Picasso/Matisse
Picasso/Matisse
Ils se fascinent, se respectent, mais point d’osmose, ni emprunt, ni influence, contrairement à d’autres qui, dans toute l’histoire de la peinture, ont lorgné et se sont influencés, les uns les autres.
C’est que deux mythologies différentes les habitent :
Picasso, l’hidalgo, est « pris » entre sexe et mort. Les Demoiselles d’Avignon – Guernica : la vie dans le bordel et la mort dans la guerre. Le cubisme : son alphabet et sa syntaxe de formes neuves.
Matisse, observe la naissance de cette nouvelle modernité : il en est contemporain, mais reste à distance. Ni attirance, ni influence. Son propos, l’œuvre à faire, relèvent d’une autre mythologie. Il suit un chemin intérieur, une autre nécessité. Matisse n’en dévie pas, ne cède pas à une curiosité vagabonde. Sa mythologie est « grecque », mais pas de la Grèce de Picasso.

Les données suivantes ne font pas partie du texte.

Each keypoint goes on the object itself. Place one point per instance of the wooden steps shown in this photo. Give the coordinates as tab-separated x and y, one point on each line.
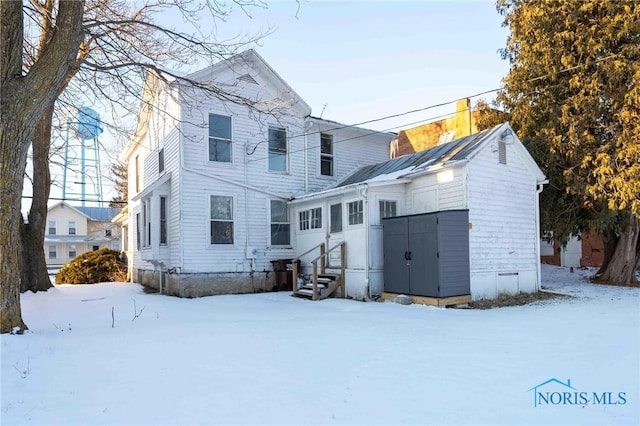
327	285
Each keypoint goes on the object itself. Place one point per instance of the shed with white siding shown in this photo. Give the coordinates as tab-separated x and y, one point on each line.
210	176
490	174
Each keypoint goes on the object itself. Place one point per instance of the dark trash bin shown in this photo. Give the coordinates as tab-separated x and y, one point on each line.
283	269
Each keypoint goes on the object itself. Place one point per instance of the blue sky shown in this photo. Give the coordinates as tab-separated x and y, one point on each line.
359	60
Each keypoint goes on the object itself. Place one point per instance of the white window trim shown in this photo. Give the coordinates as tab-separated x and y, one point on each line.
332	155
234	220
364	214
206	151
55	226
309	209
291	226
287	158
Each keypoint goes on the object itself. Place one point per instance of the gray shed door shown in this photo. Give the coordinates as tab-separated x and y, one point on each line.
396	267
423	246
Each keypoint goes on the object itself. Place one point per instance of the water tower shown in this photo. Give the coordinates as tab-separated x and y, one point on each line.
82	156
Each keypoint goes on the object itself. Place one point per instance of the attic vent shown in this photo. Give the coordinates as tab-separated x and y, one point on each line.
446	137
247	79
502	152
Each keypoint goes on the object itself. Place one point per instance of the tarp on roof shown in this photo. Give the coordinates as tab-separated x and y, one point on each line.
459	149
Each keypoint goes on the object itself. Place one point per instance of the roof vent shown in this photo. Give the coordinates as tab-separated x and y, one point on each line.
247	79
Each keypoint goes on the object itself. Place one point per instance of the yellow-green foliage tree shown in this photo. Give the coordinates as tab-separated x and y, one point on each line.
572	95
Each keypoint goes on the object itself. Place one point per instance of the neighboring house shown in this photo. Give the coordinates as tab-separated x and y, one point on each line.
462	123
489	174
73	230
210	180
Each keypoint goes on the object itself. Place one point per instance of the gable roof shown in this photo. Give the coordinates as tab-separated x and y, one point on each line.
254	60
440	156
91	213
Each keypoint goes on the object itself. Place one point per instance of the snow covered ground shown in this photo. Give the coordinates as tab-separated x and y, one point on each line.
274	359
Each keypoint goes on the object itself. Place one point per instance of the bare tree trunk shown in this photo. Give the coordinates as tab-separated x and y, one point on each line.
12	167
24	99
622	266
610	239
35	276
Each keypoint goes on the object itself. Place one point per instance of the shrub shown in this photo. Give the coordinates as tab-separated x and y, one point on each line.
93	267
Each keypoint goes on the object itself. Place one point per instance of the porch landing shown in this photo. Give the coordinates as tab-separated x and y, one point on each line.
432	301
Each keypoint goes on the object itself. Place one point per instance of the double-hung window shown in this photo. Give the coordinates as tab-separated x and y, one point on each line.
355	209
277	149
146	223
219	138
53	252
221	230
336	218
163	219
310	219
161	160
326	154
388	209
280	227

Picasso : Minotaure, monstre humain, prédateur dolent et condamné, est encombré de la double nature qui le travaille : mi-homme, mi-dieu. Les corps donc, s’emmêlent, se prennent et se déchirent. (la fascination des formes corporelles le tient, à la manière d’un sculpteur, Rodin ou Michel Ange de la Sixtine par exemple…)
Chez Matisse une autre mythologie, une autre Grèce. C’est Amphytrite : le monde des eaux et des ondines, des animaux et des végétaux marins. Sa mer n’est pas grecque au sens strict, mais plutôt une « idée » de mer, universelle. Il l’élargit et la documente à Tahiti, fasciné par la transparence des eaux des lagons et de ce qu’il y voit de la vie sous-marine (observée en plongée, avec des lunettes). Ce voyage, initiatique du point de vue plastique (il s’y renouvelle entièrement alors qu’il traversait un doute profond, un creux tenace) l’est aussi du point de vue mythologique puisque Tahiti habitera son souvenir et l’inspirera jusqu’à sa mort. La mythologie rapportée -fabriquée- de Tahiti se conjugue avec celle de la Méditerrané qui reste son ancrage, sa référence (il dit ne plus vouloir quitter Nice, la Côte d’Azur).

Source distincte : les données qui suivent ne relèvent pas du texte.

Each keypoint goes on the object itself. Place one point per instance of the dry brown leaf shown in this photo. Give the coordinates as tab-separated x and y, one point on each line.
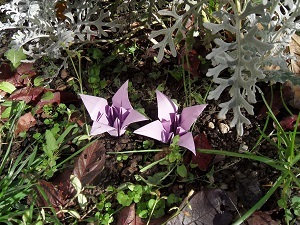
90	162
24	123
54	196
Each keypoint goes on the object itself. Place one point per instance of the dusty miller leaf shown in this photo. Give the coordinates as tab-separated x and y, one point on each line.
255	47
15	56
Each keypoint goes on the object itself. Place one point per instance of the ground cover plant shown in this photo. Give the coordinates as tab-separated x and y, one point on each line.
149	112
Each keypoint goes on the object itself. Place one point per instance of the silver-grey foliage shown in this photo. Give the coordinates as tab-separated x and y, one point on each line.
40	32
262	34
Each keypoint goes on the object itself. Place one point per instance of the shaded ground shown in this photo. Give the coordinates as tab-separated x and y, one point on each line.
248	180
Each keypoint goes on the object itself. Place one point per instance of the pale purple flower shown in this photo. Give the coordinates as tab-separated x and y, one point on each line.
113	119
171	123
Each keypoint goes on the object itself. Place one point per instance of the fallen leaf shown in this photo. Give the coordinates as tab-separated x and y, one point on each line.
261	218
207	207
90	162
54	196
27	94
202	160
24	123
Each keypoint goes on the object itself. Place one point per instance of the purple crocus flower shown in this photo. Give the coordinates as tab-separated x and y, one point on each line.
171	123
113	119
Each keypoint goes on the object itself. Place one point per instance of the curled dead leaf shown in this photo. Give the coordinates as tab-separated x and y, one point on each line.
90	162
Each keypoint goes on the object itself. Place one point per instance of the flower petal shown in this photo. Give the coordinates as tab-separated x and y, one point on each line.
165	106
187	141
120	98
100	128
153	130
94	105
189	115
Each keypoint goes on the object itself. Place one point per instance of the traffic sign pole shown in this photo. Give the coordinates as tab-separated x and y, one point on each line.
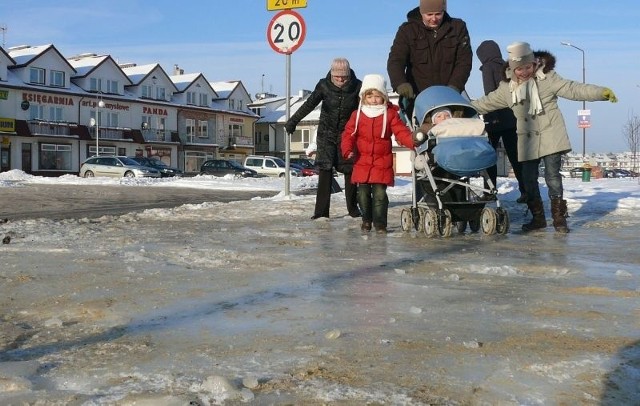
285	33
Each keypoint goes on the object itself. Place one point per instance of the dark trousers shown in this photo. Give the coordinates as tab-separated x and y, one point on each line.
374	203
323	195
510	144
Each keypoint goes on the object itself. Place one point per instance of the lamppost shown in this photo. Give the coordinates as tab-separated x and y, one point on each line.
96	122
584	104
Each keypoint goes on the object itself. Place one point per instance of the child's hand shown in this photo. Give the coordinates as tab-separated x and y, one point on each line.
609	95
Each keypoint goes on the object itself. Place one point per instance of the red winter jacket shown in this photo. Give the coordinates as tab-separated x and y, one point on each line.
374	152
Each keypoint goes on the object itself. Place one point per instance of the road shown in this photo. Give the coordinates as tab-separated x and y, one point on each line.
74	201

Matisse : la mer vue de haut, d’un balcon, du cadre d’une fenêtre, peinte, élégamment vêtu d’un veston : un monde d’harmonie exotique, de lumière gorgeant l’air qui palpite et les corps réjouis : « La joie de vivre » (1906).
Picasso : volcan et tempête : la mer en corps-à-corps, en immersion, vêtu d’un maillot de nageur ; élément primitif et violent, barbare et archaïque, offrant à l’imaginaire un réservoir de formes convulsées, paroxystiques, en tension, en fusion.
Chez Matisse, non fusion mais infusion, passée par le filtre de sa sensibilité dionysiaque et l’originalité subjective de son onirisme. « Fleurs et fruits »
Matisse : le citadin, le niçois, installé dans le luxe grand bourgeois du Regina.
Picasso : le libertaire, le semi-nomade quittant une maison-atelier (y laissant ses tableaux) pour une autre, finissant en châtelain renfermé à Vauvenargues … pour y être enterré.
Matisse : fenêtres, ouvertes sur l’horizon paisible de la Méditerranée, vue de Nice.
Picasso : l’exhibition des anatomies, corps musclés de femmes ou d’hommes, presque en combats, athlètes ou Femmes courant sur la plage, devant une mer métallique, irréelle.
On assiste, du début à l’ultime fin de l’œuvre de Matisse, au développement paisible d’une poésie en accomplissement ; dans celle du démiurge Picasso, à une explosion continue de tensions -les siennes, intérieures, et celles du siècle tout entier.
Matisse aura cultivé un rêve, Luxe, calme et volupté, sans le quitter, quand Picasso le Minotaure se sera débattu avec les affres doubles : de sa réalité intérieure et celles, terribles, tragiques, de son temps.